Gransnet forums

Relationships

What would you do?

(34 Posts)
annsixty Thu 05-Nov-15 09:58:55

Thank you all for your kindness and insight. My DD is coming in 5 weeks and we will look into booking then. Spring BH is when we will be considering. Son coming later today so I will "collar" him on my own and have a good chat.

jinglbellsfrocks Thu 05-Nov-15 09:56:26

You need that holiday annsixty. You need to keep your own strength up, and take a bit of enjoyment when you can.

kittylester Thu 05-Nov-15 09:54:35

Exactly what the others have said! And I know you would benefit from the break. Things could have changed by the time the holiday comes and your husband could benefit from respite care by that stage. Book it! flowers

annsixty Thu 05-Nov-15 09:53:01

JBF my H is about 4 years into his illness but fortunately it is slow deterioration . His short term memory is the worst aspect along with extreme anxiety. He could not shop or cook and he now doesn't know where things are kept in the cupboards etc. physically he is very fit but has become reduced to watching TV for hours at a time but doesn't know what he has watched. He will be 80 in March. A little amendment here , it is nearly 5 years since I had a holiday in the sun. We went with family to Wales just over two years ago and away from his comfort zone it became apparent how seriously we should take his problem.

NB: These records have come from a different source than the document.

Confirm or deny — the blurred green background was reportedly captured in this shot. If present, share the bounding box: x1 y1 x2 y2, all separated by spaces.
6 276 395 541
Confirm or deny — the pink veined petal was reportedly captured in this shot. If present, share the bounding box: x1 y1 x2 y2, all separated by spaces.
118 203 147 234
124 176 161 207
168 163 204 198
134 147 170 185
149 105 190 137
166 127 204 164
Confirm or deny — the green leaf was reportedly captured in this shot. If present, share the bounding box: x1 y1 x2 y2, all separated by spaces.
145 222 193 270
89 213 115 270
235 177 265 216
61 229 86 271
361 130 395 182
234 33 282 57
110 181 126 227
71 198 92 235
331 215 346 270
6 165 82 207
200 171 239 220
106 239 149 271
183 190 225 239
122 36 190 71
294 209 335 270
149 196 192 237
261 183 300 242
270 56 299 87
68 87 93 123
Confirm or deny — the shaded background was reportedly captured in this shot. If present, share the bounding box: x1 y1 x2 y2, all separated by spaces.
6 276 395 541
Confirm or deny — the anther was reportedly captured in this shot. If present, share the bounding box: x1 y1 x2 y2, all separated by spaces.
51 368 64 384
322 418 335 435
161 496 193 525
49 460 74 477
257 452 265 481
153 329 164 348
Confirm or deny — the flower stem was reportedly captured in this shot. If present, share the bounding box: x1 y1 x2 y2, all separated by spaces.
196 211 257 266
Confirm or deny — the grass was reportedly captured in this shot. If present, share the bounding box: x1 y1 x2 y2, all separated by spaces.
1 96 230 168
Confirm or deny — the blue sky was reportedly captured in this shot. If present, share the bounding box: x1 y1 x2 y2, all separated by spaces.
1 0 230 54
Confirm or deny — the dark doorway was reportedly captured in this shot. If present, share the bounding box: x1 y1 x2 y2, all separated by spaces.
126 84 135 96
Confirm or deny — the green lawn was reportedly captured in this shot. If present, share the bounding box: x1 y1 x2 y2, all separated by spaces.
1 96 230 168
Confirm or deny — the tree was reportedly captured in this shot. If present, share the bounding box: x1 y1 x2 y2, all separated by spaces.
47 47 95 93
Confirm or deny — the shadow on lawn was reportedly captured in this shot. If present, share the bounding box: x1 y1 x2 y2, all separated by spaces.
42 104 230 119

Anya Thu 05-Nov-15 09:51:51

I agree with other posters. Take your son up on his offer and have a break with your DD. Living with a dementia sufferer is so hard, you deserve a break and your DD needs you as much as your H.

Go! sunshine

Luckygirl Thu 05-Nov-15 09:48:58

I am in agreement with the above posts. Let your son stay; being on his own with his Dad might help him to understand the nature of the illness better. You really should grab this opportunity to have a proper break and to spend time with your DD and her family. Please do it!

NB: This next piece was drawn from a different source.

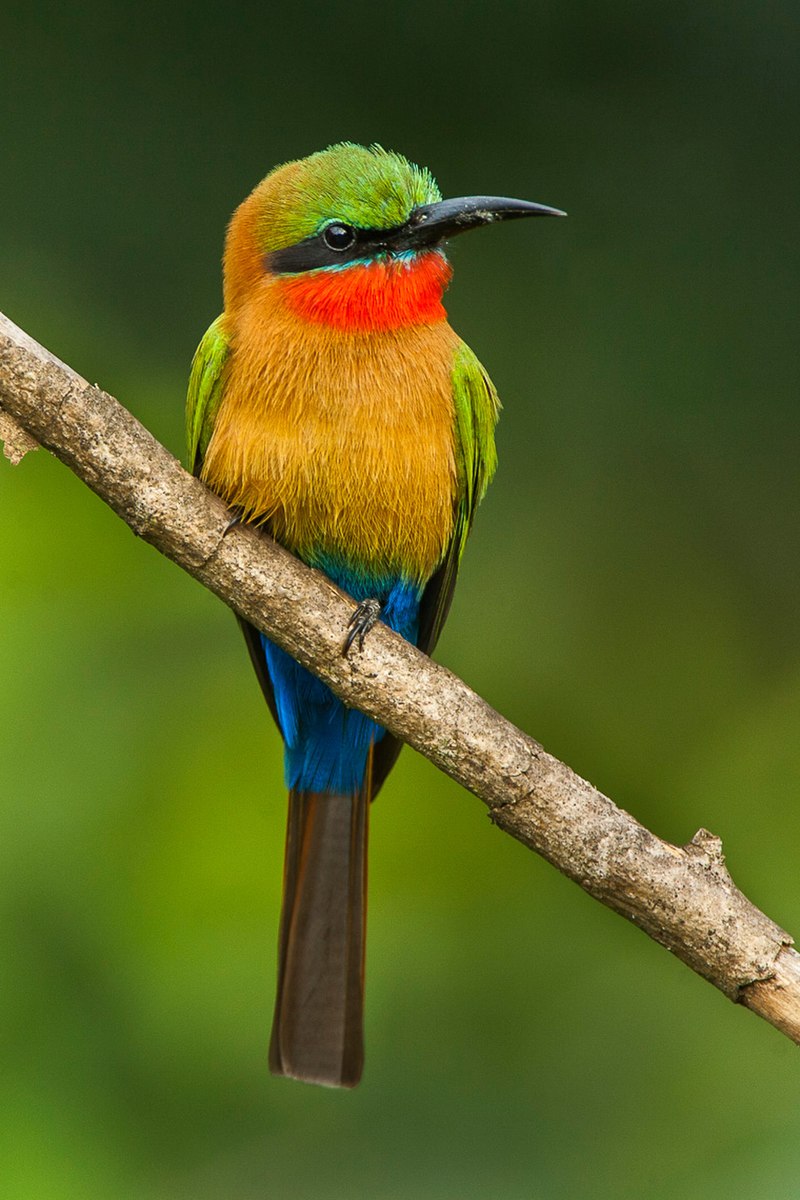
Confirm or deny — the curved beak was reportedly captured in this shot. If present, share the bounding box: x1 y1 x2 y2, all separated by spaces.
392 196 566 250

Marelli Thu 05-Nov-15 09:38:32

annsixty, I think I'd be tempted to let your son move in for the week. You say he's not sympathetic to his dad's needs, but could you go through all of these with him and explain how your DH's behaviour may change according to how he (DS) interacts with him?
You need a holiday and so do your DD and her children. Perhaps it would be a good idea to go ahead and give it a try. flowers x

jinglbellsfrocks Thu 05-Nov-15 09:34:06

I think let your son stay. Drum into him what the needs of his dad are. If you don't mind me asking, how far advanced is your DH's altzeimers?

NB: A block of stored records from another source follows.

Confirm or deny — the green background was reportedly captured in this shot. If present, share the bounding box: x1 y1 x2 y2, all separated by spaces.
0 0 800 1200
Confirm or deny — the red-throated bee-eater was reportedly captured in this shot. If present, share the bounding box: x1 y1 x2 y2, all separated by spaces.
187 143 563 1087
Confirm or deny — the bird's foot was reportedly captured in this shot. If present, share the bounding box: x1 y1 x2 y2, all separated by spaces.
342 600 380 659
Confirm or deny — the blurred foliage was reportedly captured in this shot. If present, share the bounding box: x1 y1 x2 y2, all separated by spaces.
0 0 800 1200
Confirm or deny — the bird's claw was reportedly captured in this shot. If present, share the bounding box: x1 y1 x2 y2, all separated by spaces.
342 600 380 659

annsixty Thu 05-Nov-15 09:29:54

I have had a dreadful night because I have been awake in the darkest hours and would welcome some others perspective on my dilemma.
My DD is going through a difficult stage of her seperation from her H and is quite unhappy. Finances are not bad but there is no money for extras and I have said we will take them on holiday next year.
Those who read my posts know my H has Alzheimers and last evening he said he won't go. I understand but what to do now!!
I havn't had a holiday for nearly 5 years and really would like one but he can't be left and doesn't think he has a problem bad enough to go for respite care and would refuse. My son would move in for a week but isn't sympathetic to his Father's needs and would spend most of the time in the room he still has here.
I don't want to let my D and GC down and I don't think she would go on her own, she needs adult company. I know this is my decision and mine alone but I would really value some thoughts.